Africa, Analysis, Side Feature

The west and her proxies fuelling conflicts in DRC over its enormous resources

Uganda’s Daily Monitor reported on Tuesday, 24th December 2019, that former Congolese premier Adolphe Muzito called for the government to wage war on neighbouring Rwanda as a way to end militia violence. “We have to wage war on Rwanda to restore peace in our country. Rwanda influences our politics. So does Uganda,” former premier said at a press conference in Kinshasa. “We can only make peace by threatening Rwanda, by occupying its territory if possible by annexing it,” he said. Two other leaders of Lamuka, the country’s main opposition, Moise Katumbi and Jean-Pierre Bemba, distanced themselves from Muzito, saying they were “surprised” by his comments.


 Aldophe Muzito’s remarks show how the politicians unconcernedly plunge their countries into conflicts and war as they fly out seeking their own safety from their Western colonial masters leaving behind millions of people grieving. His comments however indicate how external actors are fueling the DRC (Democratic Republic of Congo) conflict regionally and internationally. This was after the overthrow of Rwanda’s genocidal Hutu regime where more than two million Hutus are thought to have fled into DR Congo fearing reprisals against them by the new, Tutsi-dominated government who among them were many of the militiamen responsible for the genocide. In late 1990s, Rwanda accused the former DRC’s President Kabila of not acting against Hutu rebels and tried to topple him, sparking five years of conflict. From 1998 to 2003, government forces supported by Angola, Namibia, and Zimbabwe fought rebels backed by Rwanda and Uganda in what is known as the Second Congo War which resulted into over three million deaths.

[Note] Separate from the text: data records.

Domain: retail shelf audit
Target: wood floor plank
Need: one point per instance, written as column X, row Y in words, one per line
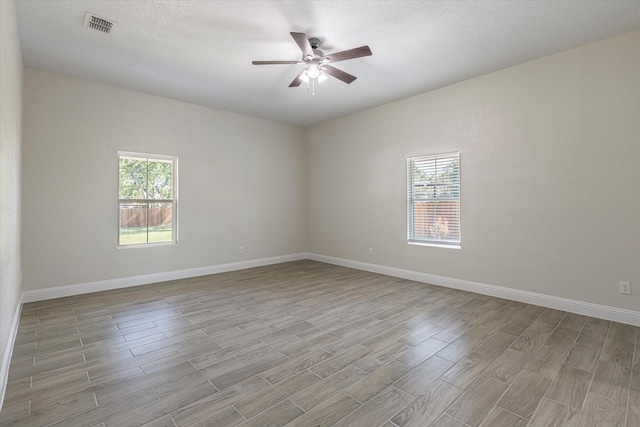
column 227, row 417
column 428, row 405
column 279, row 415
column 611, row 380
column 265, row 399
column 420, row 377
column 475, row 403
column 633, row 412
column 554, row 414
column 328, row 413
column 508, row 365
column 524, row 394
column 501, row 418
column 378, row 409
column 376, row 382
column 600, row 411
column 325, row 389
column 214, row 403
column 570, row 387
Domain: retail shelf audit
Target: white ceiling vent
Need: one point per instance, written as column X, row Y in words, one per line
column 97, row 23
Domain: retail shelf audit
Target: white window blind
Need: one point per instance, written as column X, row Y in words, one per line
column 433, row 199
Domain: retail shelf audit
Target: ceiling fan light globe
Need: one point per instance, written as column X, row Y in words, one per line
column 313, row 71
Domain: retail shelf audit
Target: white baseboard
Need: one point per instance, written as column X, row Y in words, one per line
column 125, row 282
column 6, row 357
column 574, row 306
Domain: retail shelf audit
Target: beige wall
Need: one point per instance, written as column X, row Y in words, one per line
column 241, row 182
column 10, row 140
column 550, row 176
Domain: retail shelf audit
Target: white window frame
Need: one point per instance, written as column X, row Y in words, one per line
column 173, row 201
column 432, row 163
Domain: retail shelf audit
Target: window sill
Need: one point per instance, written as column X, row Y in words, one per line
column 146, row 245
column 434, row 245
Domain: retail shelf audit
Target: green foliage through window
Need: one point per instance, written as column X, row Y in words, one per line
column 147, row 204
column 433, row 199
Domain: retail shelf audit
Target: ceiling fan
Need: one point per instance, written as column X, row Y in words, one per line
column 317, row 63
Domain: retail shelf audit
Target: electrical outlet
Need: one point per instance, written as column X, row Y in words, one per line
column 625, row 288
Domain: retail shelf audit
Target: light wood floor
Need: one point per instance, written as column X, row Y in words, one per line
column 306, row 344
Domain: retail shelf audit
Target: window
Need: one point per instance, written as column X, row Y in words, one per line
column 147, row 199
column 433, row 200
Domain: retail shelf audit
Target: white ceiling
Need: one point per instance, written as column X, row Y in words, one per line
column 201, row 51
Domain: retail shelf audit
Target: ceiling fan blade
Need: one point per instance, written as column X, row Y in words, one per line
column 275, row 62
column 303, row 43
column 338, row 74
column 298, row 81
column 357, row 52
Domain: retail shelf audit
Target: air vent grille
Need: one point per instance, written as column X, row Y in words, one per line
column 97, row 23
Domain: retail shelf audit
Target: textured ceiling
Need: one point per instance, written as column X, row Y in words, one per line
column 201, row 51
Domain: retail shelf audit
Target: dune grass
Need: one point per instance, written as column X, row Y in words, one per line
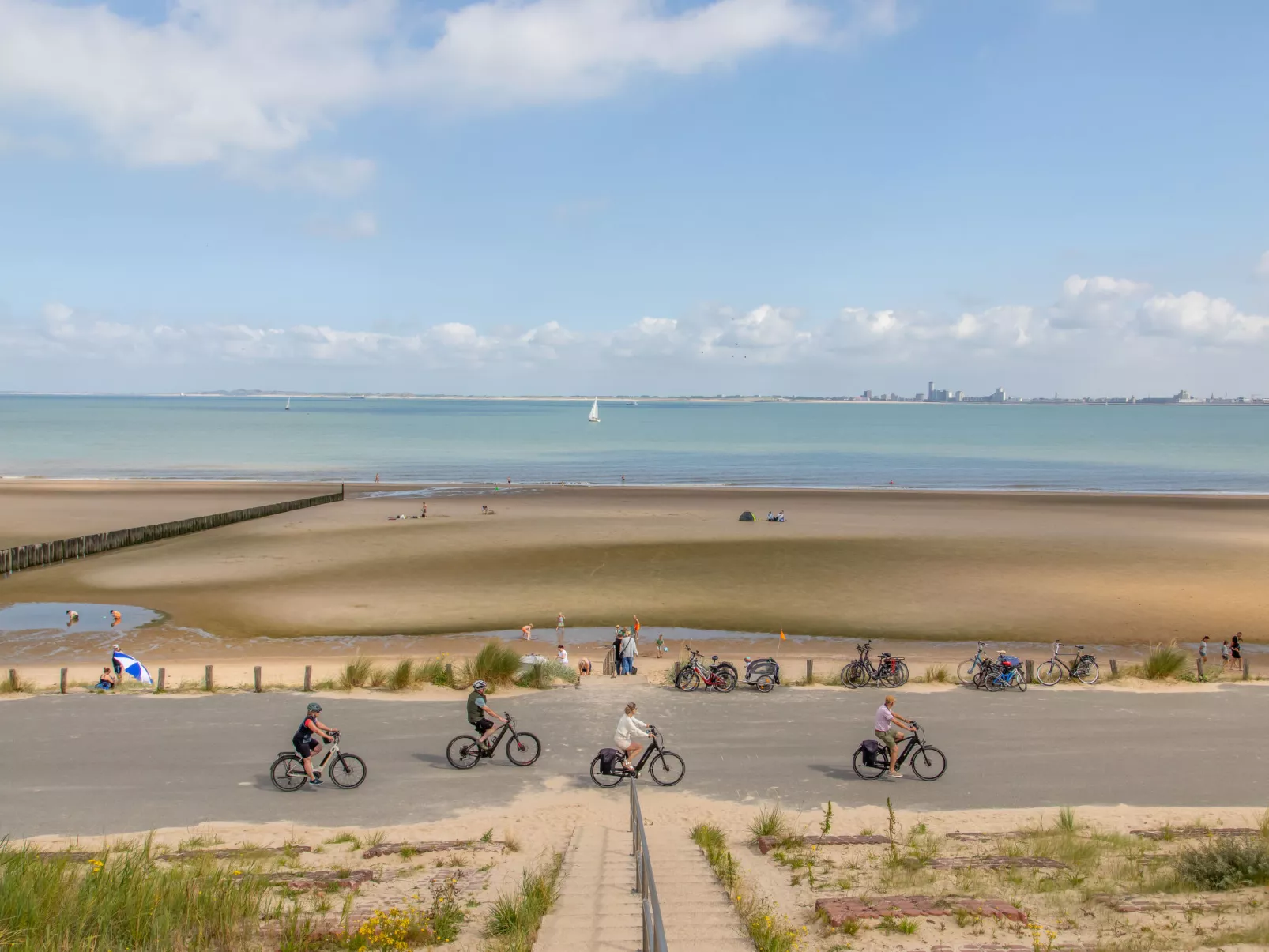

Despite a peace deal in 2002 and the formation of a transitional government in 2003, ongoing violence perpetrated by armed groups against civilians in the eastern region has continued.

Early 2019, the five Great Lakes countries: the Democratic Republic of Congo, Burundi, Rwanda, Tanzania and Uganda decided to combine their military operations in the region. The Congolese army has in recent months claimed several victories over the militia known as the National council for Renewal of Democracy CNRD- a political party created by Rwandan refugees in Congo after the 1994 genocide of Tutsis by the majority Hutus in Rwanda. Rwanda’s Tutsi-dominated government has welcomed the anti-militia operations in DR Congo, saying their territory has also been targeted by the Hutu rebels.

The DRC regime was at the heart of two bitter regional wars between 1997-2003 involving its neighbors’ Rwanda and Uganda with Kinshasa accusing Rwanda and Uganda of trying to destabilize the DR Congo while its neighbors said militias opposed to their governments had used DRC as a rear base for attacks. For a quarter of a century, the eastern part of the DRC has been plagued by insecurity due to the presence of dozens of local and foreign-armed groups. One of the most prominent rebel groups to emerge in the aftermath of the war was known as the March 23 Movement (M23), made up primarily of ethnic Tutsis who were undoubtedly backed the Rwandan government.

No doubt that DRC is extremely wealthy – and extremely big similar in size to Western Europe and rich in diamonds, gold, copper, cobalt and zinc. The country, which is the largest in Africa in terms of land area, has also supplies of coltan, which is used in mobile phones and other electronic gadgets, and cassiterite, used in food packaging. Therefore, its vast resources has made foreign players US and Europe to have vested interests in Congo. The newly adopted  strategies seeking to stabilize the Democratic Republic of Congo (DRC) adopted US backed body UN Security Council  parallel with the Tshisekedi’s attempt to strike a new security agreement with neighboring countries, will further risk the countries’ fortunes.

Apparently, the international actors have contributed the countries’ conflicts which are basically over the vast resources. The United States instigated the invasion of the DRC by its proxies Rwanda and Uganda in late 1990s and the subsequent slaughter of 6.9 million Congolese has devastated the country. Washington’s goal was to plunder the enormous mineral riches of the Congo through the Rwanda’s and Uganda’s troops who have backing rebel forces to put Congo under its influence. On the other hand, both French, Belgium and Britain are working hardly to have their political agents and even back some rebels against the America’s ambitions.

Therefore, a struggle of economic interests between the foreign powers has seen Congo to ever war dominated country. No doubt even after the stepping down of Joseph Kabila and assumption of Felix Thisekedi into presidency after being declared a winner on 30th December 2018, DRC’s situation is still tense. The current administration of Felix Tshisekedi has no any significant difference from his predecessor Joseph Kabila in selling out the riches of the country into major capitalist billionaires leaving many of the Congolese languishing in abject poverty.